Without thinking

I’m fond of figuring out ways to get to know people. I don’t mean finding out where they’re from and what they do for a living. I mean understanding who they are and what they’re made of. I want to discover their character, not their characterisation, as Robert McKee would put it.

I’ve noticed a few ways of doing this. You can see how they act when under extreme stress. Or you can watch them when there’s no stress, when they’re completely and utterly at ease. You can witness the discrepancies in their responses to different people in different situations. You can come to understand them by the alignment—or non-alignment—between what they say and what they do. You can perceive what they do when they have no time and must choose how to spend the little they have, or what they do when they have all the time in the world. You can know a person by their behaviour around the wealthy, powerful and influential, and by their behaviour around the poor, the weak, and the insignificant. 

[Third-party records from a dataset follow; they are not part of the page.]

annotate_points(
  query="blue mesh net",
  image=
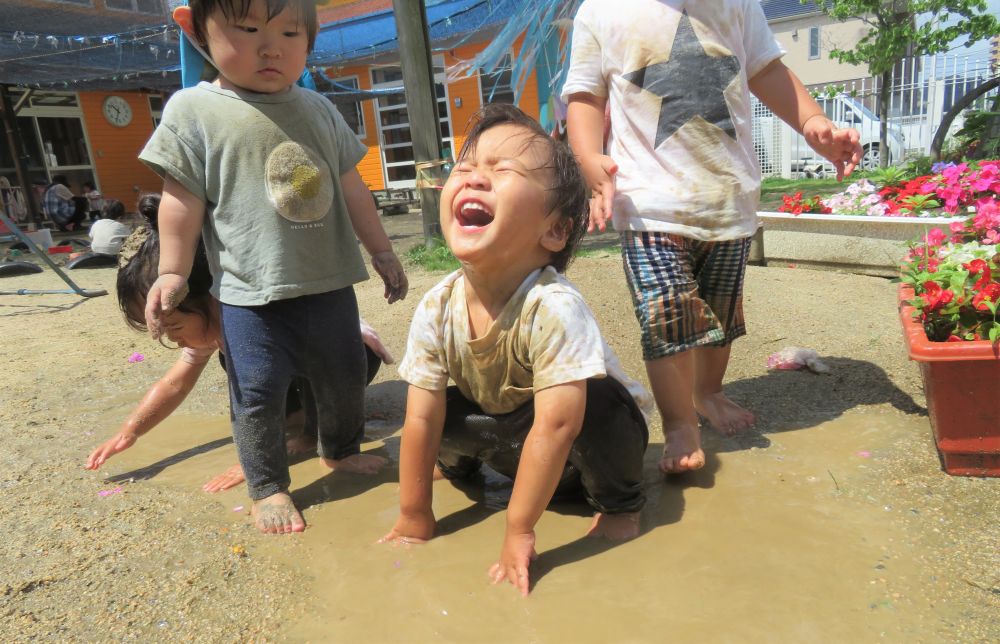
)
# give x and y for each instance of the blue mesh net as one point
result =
(68, 48)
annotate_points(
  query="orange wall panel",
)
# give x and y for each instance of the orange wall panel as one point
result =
(370, 167)
(119, 172)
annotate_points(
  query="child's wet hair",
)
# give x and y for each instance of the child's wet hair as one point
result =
(568, 191)
(113, 209)
(239, 9)
(137, 273)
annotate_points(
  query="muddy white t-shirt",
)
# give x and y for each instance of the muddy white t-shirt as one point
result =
(675, 74)
(546, 335)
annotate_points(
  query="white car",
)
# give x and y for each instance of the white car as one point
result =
(844, 111)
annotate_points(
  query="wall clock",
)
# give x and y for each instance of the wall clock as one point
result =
(117, 111)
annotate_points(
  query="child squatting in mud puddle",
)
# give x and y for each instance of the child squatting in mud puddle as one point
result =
(538, 394)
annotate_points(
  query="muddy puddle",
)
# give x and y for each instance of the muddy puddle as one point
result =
(773, 543)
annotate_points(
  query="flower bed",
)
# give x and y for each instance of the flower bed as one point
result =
(950, 188)
(857, 244)
(956, 278)
(865, 228)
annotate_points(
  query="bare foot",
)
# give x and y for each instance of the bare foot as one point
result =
(230, 478)
(682, 452)
(300, 444)
(722, 414)
(276, 514)
(616, 527)
(357, 464)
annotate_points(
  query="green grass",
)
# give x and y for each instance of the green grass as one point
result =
(436, 259)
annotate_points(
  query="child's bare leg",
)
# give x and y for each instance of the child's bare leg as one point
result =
(672, 381)
(616, 527)
(724, 415)
(276, 514)
(357, 464)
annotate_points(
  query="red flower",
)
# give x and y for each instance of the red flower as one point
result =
(989, 293)
(935, 297)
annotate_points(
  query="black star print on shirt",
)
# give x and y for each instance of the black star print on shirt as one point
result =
(690, 83)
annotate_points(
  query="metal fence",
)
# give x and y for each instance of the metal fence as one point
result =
(922, 90)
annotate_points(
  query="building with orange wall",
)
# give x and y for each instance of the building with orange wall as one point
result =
(96, 136)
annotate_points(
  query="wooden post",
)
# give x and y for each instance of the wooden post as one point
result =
(421, 104)
(14, 144)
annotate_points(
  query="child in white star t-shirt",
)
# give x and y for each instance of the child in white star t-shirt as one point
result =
(681, 182)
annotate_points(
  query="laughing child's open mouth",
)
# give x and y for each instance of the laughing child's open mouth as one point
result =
(474, 214)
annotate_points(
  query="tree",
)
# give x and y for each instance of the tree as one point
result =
(894, 34)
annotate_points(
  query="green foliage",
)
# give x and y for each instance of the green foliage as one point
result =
(890, 175)
(436, 259)
(974, 138)
(894, 32)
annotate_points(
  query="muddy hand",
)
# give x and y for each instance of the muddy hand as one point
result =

There are many more I’m sure I’ve forgotten or not even noticed. But there’s one in particular that’s been bouncing around my mind this morning: you can know a person by what they do without thinking.

Conscious thought is a filter for actions and words. It modifies what we do or say according to the present audience. Words and deeds that arise out of slow thought and contemplation are always tainted with the stink of self-consciousness. They are never pure. But if someone acts without thought—instinctively, naturally, and without consideration for how their action will be perceived by others—we can get a window into their soul. 

It is without thinking that the greatest and most terrible acts of humanity are undertaken. The soldier who dives on an imminently exploding grenade to save his squad members doesn’t think. He does what he feels to be right and proper. And the man who is cruel to his dog, who slaps him on the nose for daring to bark at the wrong moment, displays his disdain and cruelty unwittingly. 

So that’s another way in which you can come to know an individual. Ask yourself, what do they do when they don’t think? How do they act when they don’t think about the action?